Liora si avvicinò alla grata. Sentiva il cuore battere, ma ricordò le parole di suor Edea: la paura è un tamburo. Doveva ascoltare la musica sotto.
Pronunciò la prima parte con voce chiara. Poi batté col pugno: toc-toc… toc. Infine fischiò la nota breve e la lunga.
Per un istante, nulla.
Poi la grata tremò. I meccanismi interni cantarono, un suono di catene che scorrono come un fiume di ferro. Lentamente, la grata cominciò a sollevarsi.
Un sospiro collettivo attraversò le mura.
Ma fuori, oltre l'apertura, si mossero figure. I briganti. E dietro di loro, tra la foschia, una bandiera scura: il segno del Duca di Nerociglio.
«Troppo tardi!» urlò una voce. «Entriamo!»
Liora non esitò. Si piazzò sotto la grata che saliva, nel punto in cui poteva ancora bloccare il passaggio, e sguainò la spada. «Avete scelto il momento sbagliato per fare i furbi.»
Il capitano gridò ordini dall'alto. Le guardie lanciarono funi e calarono scudi.
Nilo, che era arrivato dietro Liora, la guardò. «Cosa faccio?»
Liora non distolse lo sguardo dalle ombre. «Sei veloce?»
«Sì.»
«Allora corri da Maestro Brann e digli che la Parola d'Alba è cambiata, ma la minaccia no. E digli anche che mi deve una fiaschetta nuova.»
Nilo scattò via.
I briganti tentarono di forzare l'ingresso prima che la grata salisse troppo. Liora usò la spada non per colpire a caso, ma per spostare, deviare, spezzare il coraggio degli aggressori senza spezzare le persone. Un colpo piatto sull'avambraccio. Un affondo controllato che fermava una gamba. Un passo indietro, poi uno di lato: come una danza severa.
Uno dei briganti, più grosso, ruggì e avanzò con una mazza. Liora fece finta di cedere, lo attirò sotto lo spuntone di ferro che stava salendo. Lui alzò la mazza… e si accorse troppo tardi che il suo stesso slancio lo inchiodava in una posizione scomoda. Cadde all'indietro, spaventato più dall'acciaio sopra la testa che dalla spada davanti.

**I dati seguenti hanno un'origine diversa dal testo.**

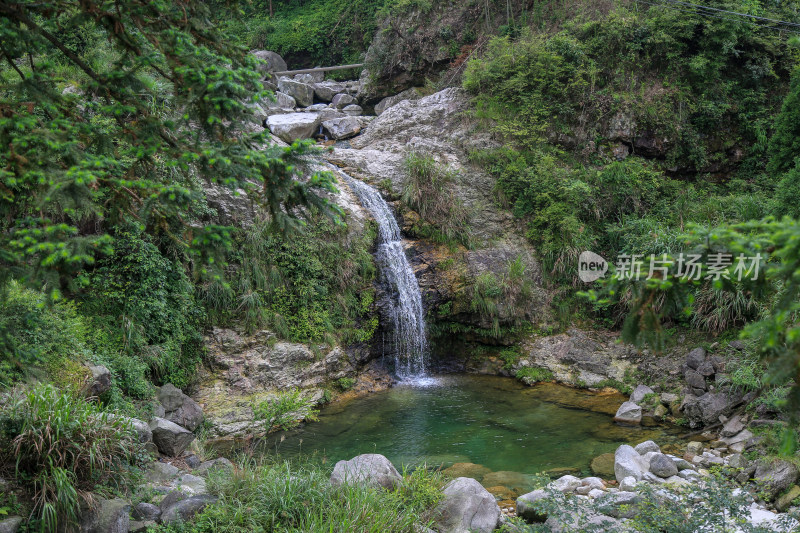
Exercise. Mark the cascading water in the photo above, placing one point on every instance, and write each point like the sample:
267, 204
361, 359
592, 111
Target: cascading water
411, 345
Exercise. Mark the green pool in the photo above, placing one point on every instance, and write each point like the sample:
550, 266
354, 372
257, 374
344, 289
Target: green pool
491, 421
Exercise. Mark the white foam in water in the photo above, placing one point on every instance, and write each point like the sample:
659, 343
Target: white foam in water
410, 337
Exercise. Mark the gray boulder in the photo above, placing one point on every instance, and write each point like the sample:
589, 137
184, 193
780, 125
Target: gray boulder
646, 447
773, 477
301, 92
466, 506
695, 358
108, 516
369, 469
629, 413
353, 110
101, 381
170, 438
293, 126
146, 511
10, 524
273, 61
326, 90
340, 101
186, 509
640, 392
628, 463
663, 466
179, 408
342, 128
526, 506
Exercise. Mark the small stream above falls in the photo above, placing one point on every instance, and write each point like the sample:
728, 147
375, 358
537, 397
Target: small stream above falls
407, 313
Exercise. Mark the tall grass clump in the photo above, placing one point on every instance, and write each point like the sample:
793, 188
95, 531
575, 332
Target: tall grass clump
61, 447
291, 497
429, 191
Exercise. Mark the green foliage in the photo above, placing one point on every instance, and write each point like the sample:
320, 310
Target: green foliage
299, 498
285, 411
531, 374
784, 147
428, 190
61, 447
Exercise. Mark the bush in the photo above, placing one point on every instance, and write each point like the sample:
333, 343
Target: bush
299, 498
285, 411
61, 447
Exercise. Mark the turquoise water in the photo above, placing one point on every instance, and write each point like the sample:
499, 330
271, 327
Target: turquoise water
491, 421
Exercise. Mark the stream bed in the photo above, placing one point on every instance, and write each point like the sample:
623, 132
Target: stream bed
504, 430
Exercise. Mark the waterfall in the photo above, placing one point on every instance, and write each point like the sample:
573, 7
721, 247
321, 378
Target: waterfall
411, 345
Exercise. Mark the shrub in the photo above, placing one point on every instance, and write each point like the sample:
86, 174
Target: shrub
61, 447
299, 497
285, 411
428, 190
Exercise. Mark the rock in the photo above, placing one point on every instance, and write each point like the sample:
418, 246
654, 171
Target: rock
192, 484
472, 470
340, 101
273, 61
526, 506
108, 516
101, 381
628, 462
774, 477
663, 466
301, 92
353, 110
706, 368
327, 90
179, 408
389, 101
170, 438
603, 465
695, 380
370, 469
566, 484
293, 126
640, 392
628, 483
466, 506
646, 447
695, 448
146, 511
186, 509
733, 426
629, 413
220, 463
10, 524
160, 473
785, 501
342, 128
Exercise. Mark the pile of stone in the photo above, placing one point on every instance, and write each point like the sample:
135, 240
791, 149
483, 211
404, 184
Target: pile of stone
645, 464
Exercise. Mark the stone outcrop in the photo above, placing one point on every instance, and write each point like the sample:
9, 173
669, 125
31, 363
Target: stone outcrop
466, 507
370, 469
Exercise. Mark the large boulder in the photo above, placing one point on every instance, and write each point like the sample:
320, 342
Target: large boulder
466, 507
629, 413
293, 126
342, 128
170, 438
107, 516
185, 509
301, 92
526, 506
179, 408
773, 477
628, 462
369, 469
273, 61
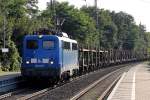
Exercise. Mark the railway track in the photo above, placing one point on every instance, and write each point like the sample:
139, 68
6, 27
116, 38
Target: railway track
56, 90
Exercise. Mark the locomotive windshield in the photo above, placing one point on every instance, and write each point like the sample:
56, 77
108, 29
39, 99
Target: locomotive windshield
32, 44
48, 44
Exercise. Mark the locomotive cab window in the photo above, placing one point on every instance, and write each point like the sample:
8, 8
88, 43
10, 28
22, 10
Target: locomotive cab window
66, 45
48, 44
32, 44
74, 46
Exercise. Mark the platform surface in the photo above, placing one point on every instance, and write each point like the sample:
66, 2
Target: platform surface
8, 75
133, 85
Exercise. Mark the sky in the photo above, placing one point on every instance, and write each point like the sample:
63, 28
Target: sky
139, 9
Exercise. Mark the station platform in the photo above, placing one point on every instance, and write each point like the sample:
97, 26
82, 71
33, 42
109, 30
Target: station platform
133, 85
9, 75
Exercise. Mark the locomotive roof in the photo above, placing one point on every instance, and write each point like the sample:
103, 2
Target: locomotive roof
54, 36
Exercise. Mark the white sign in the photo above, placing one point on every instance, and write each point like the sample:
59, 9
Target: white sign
4, 50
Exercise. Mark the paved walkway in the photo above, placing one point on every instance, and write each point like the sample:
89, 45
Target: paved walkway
133, 85
8, 75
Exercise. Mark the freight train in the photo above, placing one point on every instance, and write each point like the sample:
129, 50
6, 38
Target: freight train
59, 57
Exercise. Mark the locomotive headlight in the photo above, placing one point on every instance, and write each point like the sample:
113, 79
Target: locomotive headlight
27, 62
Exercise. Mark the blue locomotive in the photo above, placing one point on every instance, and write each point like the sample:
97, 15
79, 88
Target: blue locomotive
49, 56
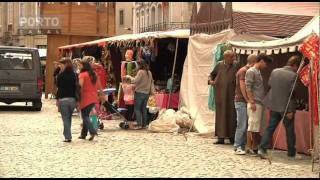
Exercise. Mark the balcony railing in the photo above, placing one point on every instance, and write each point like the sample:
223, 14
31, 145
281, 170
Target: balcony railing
165, 27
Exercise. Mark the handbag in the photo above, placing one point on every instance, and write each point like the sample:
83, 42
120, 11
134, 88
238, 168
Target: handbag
78, 89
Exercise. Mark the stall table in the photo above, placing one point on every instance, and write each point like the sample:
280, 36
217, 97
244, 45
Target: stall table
163, 98
302, 130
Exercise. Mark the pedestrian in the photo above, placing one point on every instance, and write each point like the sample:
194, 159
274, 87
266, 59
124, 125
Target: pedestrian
241, 100
255, 109
89, 83
57, 70
128, 96
66, 95
223, 78
281, 83
144, 87
100, 71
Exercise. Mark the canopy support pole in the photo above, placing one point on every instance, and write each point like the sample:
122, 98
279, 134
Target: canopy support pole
172, 75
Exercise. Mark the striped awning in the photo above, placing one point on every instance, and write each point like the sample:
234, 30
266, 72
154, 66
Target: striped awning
276, 25
279, 45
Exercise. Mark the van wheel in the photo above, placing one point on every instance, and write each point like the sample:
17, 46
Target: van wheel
37, 105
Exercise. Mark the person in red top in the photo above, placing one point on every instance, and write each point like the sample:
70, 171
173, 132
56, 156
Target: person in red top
101, 72
90, 84
128, 91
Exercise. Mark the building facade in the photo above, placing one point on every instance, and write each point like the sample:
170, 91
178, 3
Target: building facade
161, 16
79, 22
124, 18
11, 16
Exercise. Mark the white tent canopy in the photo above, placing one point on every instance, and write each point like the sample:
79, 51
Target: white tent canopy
180, 33
288, 44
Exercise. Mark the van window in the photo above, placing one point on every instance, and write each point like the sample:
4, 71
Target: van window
14, 60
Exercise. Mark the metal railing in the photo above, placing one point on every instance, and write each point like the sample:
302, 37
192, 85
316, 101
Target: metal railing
165, 27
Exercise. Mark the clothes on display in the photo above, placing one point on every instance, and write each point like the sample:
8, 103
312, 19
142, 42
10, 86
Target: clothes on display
218, 56
147, 54
129, 68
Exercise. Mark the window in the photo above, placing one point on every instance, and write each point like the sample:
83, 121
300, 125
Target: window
121, 16
21, 9
15, 60
10, 13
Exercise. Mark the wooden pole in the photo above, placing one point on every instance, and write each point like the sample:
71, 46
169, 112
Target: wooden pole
173, 71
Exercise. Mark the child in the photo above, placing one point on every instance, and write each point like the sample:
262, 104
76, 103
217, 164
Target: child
94, 118
128, 91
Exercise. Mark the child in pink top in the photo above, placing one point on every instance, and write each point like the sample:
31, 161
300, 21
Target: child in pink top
128, 91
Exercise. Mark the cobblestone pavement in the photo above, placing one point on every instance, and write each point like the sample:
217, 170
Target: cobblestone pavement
31, 146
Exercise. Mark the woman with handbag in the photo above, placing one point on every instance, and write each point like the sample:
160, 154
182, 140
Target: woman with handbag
89, 83
67, 95
144, 87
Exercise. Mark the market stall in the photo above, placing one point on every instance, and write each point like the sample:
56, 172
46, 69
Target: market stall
165, 53
281, 50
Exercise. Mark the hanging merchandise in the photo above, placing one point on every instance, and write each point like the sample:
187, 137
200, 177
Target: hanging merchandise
171, 47
310, 49
217, 57
146, 54
132, 68
304, 75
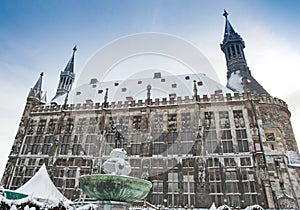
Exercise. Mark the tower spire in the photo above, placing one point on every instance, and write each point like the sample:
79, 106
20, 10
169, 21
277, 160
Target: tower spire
67, 77
36, 91
237, 69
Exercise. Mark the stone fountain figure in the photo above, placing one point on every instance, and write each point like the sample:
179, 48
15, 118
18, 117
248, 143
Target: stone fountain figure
115, 189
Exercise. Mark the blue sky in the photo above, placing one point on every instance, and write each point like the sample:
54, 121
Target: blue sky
39, 36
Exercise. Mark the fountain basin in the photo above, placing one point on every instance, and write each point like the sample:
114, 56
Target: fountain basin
108, 187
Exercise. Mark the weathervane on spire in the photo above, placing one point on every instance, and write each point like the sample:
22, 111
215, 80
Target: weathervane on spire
225, 14
74, 49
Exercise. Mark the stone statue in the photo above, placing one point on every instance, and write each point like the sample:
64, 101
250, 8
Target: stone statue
116, 164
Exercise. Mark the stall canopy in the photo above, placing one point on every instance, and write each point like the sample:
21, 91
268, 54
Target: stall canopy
40, 186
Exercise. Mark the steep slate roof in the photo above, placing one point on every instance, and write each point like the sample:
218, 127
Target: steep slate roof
136, 89
239, 77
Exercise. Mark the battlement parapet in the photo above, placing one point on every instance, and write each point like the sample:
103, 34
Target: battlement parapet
187, 100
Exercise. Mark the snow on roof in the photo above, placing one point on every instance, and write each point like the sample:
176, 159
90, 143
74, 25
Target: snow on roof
136, 89
40, 186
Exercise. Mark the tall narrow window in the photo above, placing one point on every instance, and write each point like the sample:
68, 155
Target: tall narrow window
211, 142
65, 144
241, 136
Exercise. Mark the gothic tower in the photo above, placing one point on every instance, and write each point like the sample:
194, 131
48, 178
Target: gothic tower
239, 78
67, 77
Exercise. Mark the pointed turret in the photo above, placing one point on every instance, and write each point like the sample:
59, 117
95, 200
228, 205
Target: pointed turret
66, 77
239, 77
36, 91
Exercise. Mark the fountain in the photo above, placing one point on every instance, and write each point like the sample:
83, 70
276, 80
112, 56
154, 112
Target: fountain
115, 189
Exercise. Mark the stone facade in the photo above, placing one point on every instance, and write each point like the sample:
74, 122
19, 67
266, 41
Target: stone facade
225, 149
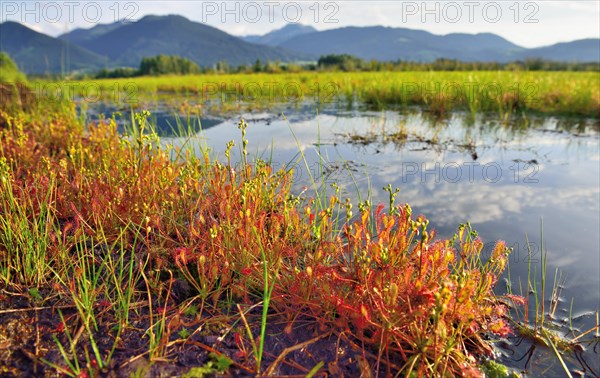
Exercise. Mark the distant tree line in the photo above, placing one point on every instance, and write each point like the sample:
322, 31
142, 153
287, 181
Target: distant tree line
345, 62
154, 66
175, 65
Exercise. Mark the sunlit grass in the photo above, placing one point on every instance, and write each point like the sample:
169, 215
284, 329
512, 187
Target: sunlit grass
111, 223
502, 92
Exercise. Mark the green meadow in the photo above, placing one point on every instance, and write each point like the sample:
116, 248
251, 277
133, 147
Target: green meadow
504, 92
119, 252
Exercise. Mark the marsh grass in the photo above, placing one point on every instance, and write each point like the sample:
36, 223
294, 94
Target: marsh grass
533, 315
505, 93
121, 231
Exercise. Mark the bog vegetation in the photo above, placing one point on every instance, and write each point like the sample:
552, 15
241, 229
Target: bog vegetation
127, 238
117, 235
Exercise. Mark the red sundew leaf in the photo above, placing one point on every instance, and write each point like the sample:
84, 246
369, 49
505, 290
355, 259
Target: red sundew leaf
517, 300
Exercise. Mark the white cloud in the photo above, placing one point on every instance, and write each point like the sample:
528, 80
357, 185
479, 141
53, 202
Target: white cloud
535, 24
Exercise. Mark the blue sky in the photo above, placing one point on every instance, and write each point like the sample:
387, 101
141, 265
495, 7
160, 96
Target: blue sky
526, 23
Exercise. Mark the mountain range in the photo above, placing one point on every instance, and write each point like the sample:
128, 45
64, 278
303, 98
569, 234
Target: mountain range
125, 44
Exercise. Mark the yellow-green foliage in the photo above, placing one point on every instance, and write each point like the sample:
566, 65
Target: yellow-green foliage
382, 280
489, 91
9, 72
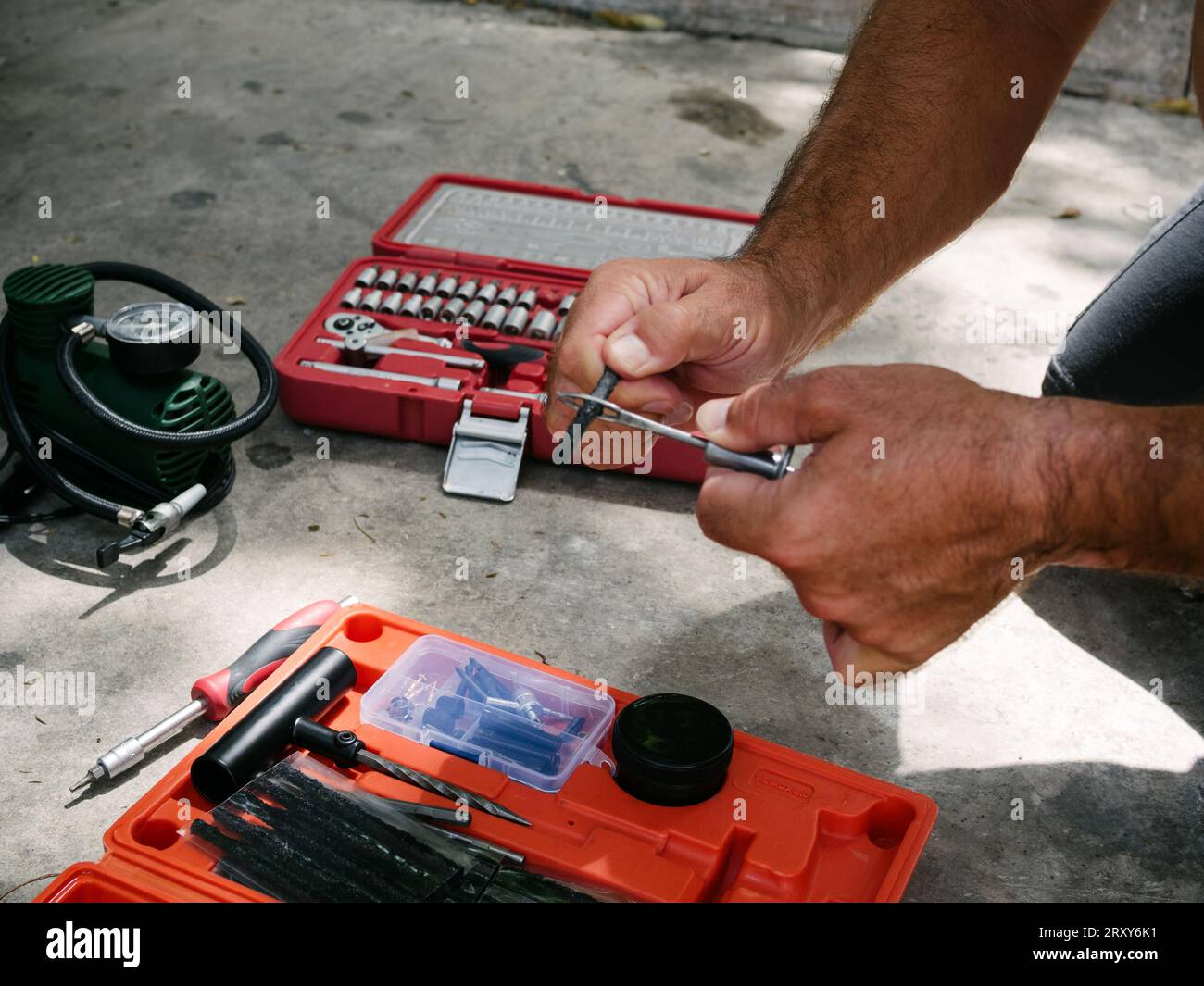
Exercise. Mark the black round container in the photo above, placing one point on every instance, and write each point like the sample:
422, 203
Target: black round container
672, 749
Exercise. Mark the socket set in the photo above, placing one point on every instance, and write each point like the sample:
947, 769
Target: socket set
444, 335
512, 309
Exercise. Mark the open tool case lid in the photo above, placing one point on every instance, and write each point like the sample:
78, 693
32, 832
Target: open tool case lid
785, 826
536, 236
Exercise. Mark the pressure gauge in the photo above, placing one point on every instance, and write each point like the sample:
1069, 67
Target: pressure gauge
153, 337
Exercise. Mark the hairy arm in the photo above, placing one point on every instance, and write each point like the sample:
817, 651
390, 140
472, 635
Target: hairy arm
973, 493
923, 129
1131, 486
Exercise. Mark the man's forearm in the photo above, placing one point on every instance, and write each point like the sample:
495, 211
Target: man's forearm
1127, 485
922, 133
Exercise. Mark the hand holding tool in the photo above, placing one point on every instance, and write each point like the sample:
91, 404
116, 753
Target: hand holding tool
217, 693
771, 465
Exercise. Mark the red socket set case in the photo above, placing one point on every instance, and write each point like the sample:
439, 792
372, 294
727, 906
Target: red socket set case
533, 239
785, 826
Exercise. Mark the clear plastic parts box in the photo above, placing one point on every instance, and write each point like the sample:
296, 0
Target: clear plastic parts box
531, 726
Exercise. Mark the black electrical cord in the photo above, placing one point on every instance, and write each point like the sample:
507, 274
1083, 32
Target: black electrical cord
22, 440
245, 424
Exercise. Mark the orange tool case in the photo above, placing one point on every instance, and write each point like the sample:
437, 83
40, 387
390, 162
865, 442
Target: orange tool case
784, 828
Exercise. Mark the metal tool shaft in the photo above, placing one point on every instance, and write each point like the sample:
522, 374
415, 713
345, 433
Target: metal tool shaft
444, 383
470, 363
771, 465
132, 750
433, 784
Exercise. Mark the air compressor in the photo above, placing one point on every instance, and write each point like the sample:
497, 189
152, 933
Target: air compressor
107, 413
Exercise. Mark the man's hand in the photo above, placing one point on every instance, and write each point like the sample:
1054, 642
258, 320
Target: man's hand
923, 502
678, 332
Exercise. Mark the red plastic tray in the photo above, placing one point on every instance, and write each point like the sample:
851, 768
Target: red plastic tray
785, 826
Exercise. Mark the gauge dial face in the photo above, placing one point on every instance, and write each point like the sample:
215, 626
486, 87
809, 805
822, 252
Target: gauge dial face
152, 323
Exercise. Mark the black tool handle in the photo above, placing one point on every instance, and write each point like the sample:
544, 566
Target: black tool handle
771, 465
341, 745
504, 356
225, 689
589, 411
259, 738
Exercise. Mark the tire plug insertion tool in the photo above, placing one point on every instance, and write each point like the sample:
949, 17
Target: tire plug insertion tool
591, 407
771, 465
216, 694
287, 718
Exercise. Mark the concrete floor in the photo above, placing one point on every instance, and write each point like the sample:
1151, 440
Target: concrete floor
1047, 700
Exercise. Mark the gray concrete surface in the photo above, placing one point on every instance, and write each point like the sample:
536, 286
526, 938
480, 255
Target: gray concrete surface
1140, 52
1047, 700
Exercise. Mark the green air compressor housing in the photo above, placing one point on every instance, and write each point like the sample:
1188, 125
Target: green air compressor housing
44, 297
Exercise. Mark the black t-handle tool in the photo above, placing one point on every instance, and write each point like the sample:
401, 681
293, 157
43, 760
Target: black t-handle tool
285, 718
504, 356
215, 694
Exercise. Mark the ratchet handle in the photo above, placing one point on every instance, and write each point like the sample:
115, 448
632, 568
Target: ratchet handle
225, 689
771, 465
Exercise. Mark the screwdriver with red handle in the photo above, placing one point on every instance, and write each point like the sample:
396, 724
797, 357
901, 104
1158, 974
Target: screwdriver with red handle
216, 694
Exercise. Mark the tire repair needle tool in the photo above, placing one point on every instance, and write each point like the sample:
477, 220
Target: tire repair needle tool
347, 750
216, 694
771, 465
591, 407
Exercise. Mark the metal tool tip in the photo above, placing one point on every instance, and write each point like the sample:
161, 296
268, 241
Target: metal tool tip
94, 773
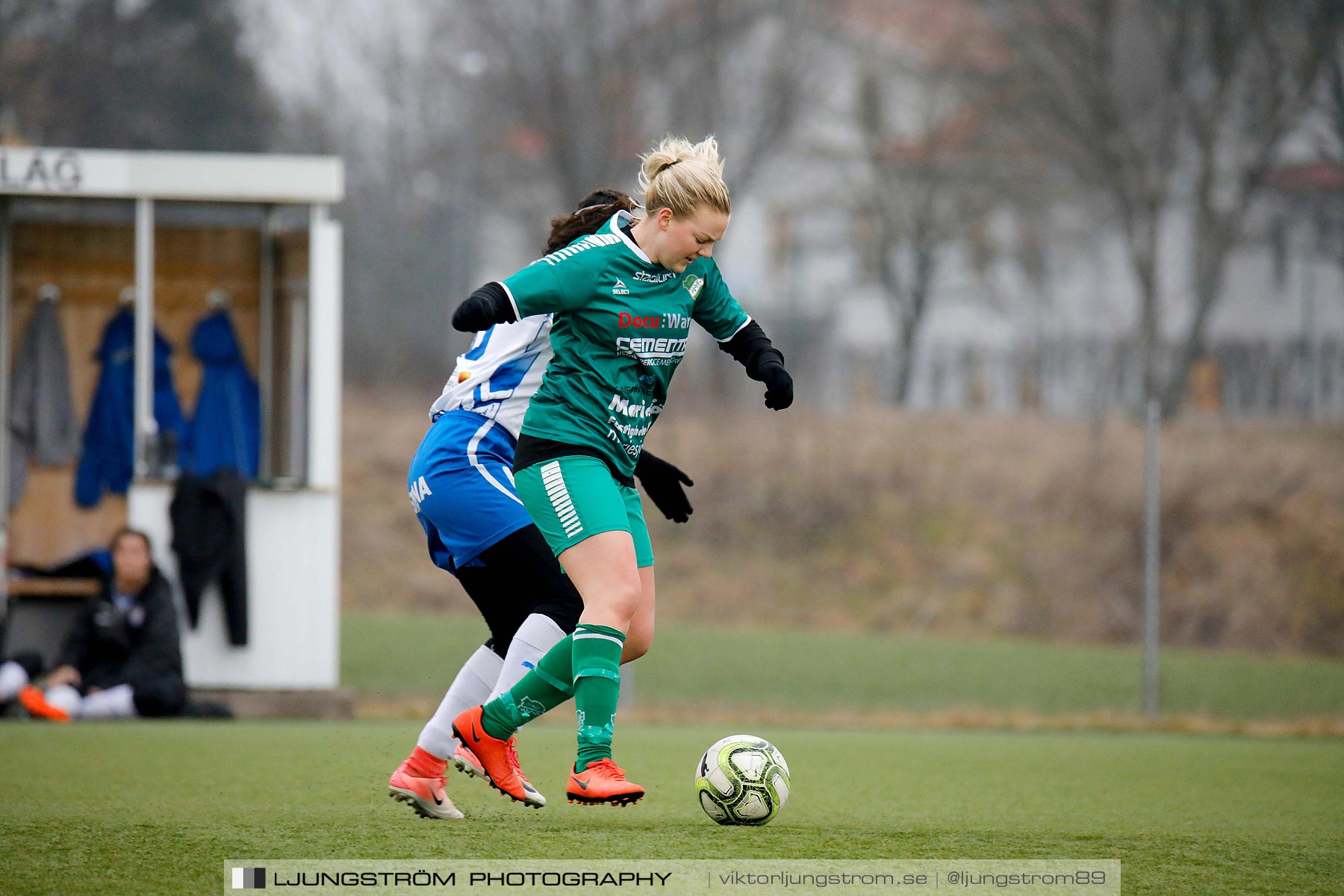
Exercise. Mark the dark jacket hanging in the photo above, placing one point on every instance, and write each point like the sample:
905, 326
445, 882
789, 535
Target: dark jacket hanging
208, 536
109, 437
42, 415
225, 429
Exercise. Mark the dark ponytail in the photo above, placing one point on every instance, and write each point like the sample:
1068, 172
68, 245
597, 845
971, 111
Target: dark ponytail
591, 213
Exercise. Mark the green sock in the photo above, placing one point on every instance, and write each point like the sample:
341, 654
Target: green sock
538, 692
597, 684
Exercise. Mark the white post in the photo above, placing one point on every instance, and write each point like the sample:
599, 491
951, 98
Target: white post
146, 426
6, 284
1152, 561
324, 349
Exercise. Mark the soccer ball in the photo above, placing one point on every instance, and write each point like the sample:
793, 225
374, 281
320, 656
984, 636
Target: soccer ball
742, 780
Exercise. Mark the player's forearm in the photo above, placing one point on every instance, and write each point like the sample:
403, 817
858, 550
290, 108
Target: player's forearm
485, 308
752, 348
764, 363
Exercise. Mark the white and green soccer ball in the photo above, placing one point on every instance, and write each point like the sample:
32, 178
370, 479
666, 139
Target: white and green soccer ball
742, 780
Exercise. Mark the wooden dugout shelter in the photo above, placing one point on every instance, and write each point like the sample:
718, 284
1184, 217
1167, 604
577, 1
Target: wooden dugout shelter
175, 227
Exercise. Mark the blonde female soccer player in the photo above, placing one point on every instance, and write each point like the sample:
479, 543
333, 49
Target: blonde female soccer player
623, 301
476, 527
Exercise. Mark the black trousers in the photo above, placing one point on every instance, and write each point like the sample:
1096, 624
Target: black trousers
208, 536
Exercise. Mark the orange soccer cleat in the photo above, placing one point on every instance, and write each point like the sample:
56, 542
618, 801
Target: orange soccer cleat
603, 782
497, 759
37, 704
426, 795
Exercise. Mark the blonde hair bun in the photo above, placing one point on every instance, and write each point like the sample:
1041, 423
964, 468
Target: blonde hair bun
685, 176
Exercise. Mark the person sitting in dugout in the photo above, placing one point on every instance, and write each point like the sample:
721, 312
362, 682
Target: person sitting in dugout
122, 657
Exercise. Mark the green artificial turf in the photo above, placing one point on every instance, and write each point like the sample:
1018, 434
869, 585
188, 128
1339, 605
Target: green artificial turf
390, 656
155, 808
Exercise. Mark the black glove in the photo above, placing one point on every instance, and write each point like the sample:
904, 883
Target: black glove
485, 308
663, 482
779, 385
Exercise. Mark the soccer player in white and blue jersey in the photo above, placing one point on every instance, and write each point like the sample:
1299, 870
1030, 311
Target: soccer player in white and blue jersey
461, 485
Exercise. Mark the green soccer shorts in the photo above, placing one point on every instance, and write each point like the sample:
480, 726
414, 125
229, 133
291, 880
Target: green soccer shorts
574, 497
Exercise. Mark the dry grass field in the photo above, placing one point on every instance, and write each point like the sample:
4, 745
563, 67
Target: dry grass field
890, 521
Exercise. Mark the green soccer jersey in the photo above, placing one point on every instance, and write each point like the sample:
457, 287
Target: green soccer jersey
620, 331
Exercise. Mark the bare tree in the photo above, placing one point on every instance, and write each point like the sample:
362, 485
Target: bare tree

«Non vi conviene,» disse Liora, ansimando. «La vostra forza è rumorosa. La nostra è organizzata.»
La grata salì ancora. I briganti, vedendo che l'apertura si restringeva, cominciarono a ritirarsi. La bandiera del Duca sparì nella nebbia, come un cattivo pensiero cacciato via.
Quando la grata si chiuse del tutto, un boato di ferraglia annunciò che Valdombra era salva, almeno per quel giorno.
Capitolo 6 — La saggezza dell'alba
Il sole spuntò finalmente, e le pietre del castello presero un colore caldo, come pane appena sfornato. Liora si appoggiò al muro, togliendosi l'elmo. Aveva i capelli umidi e il viso sporco, ma gli occhi erano limpidi.
Maestro Brann arrivò di corsa, seguito da Nilo. «Liora!» Brann la afferrò per le spalle, poi si trattenne, ricordandosi che era una chevaleressa e non un sacco di patate. «Hai cambiato la Parola?»
«Sì.» Liora inspirò lentamente. «E ho imparato che cambiare un codice è facile rispetto a cambiare una notte.»
Brann annuì. «Edea ti ha insegnato bene.»
Nilo intervenne: «Lei ha salvato me. E ha attraversato la gola sotto il ponte!»
Brann fissò Liora. «Sotto il ponte?»
Liora fece spallucce. «Avevo voglia di vedere il ponte da una prospettiva diversa.»
Brann scoppiò in una risata breve, incredulo. «Hai rischiato tutto.»
«No,» rispose Liora, più seria. «Ho scelto cosa rischiare. C'è differenza. La saggezza è capire che non tutte le battaglie meritano sangue, ma tutte meritano attenzione.»
Il capitano delle guardie si avvicinò e chinò il capo. «Valdombra ti deve l'alba, chevaleressa.»
Liora guardò il cielo. L'alba era davvero lì, intera, e sembrava promettere altri giorni. Posò una mano sulla spalla di Nilo. «Ricorda questo: il coraggio non è non tremare. È avanzare anche quando tremi, e farlo per qualcuno oltre te stesso.»
Nilo annuì forte, come se volesse fissare quelle parole dentro la testa.
Brann si schiarì la gola. «E adesso… riposa. Ti meriti una zuppa. Magari senza aceto.»
Liora sorrise, finalmente leggera. Poi guardò tutti: il capitano, Brann, Nilo, le guardie sulle mura. Non servivano discorsi lunghi. Il regno era salvo, la Parola d'Alba era nuova, e la saggezza aveva trovato posto tra spade e catene.
Liora fece un semplice segno della testa.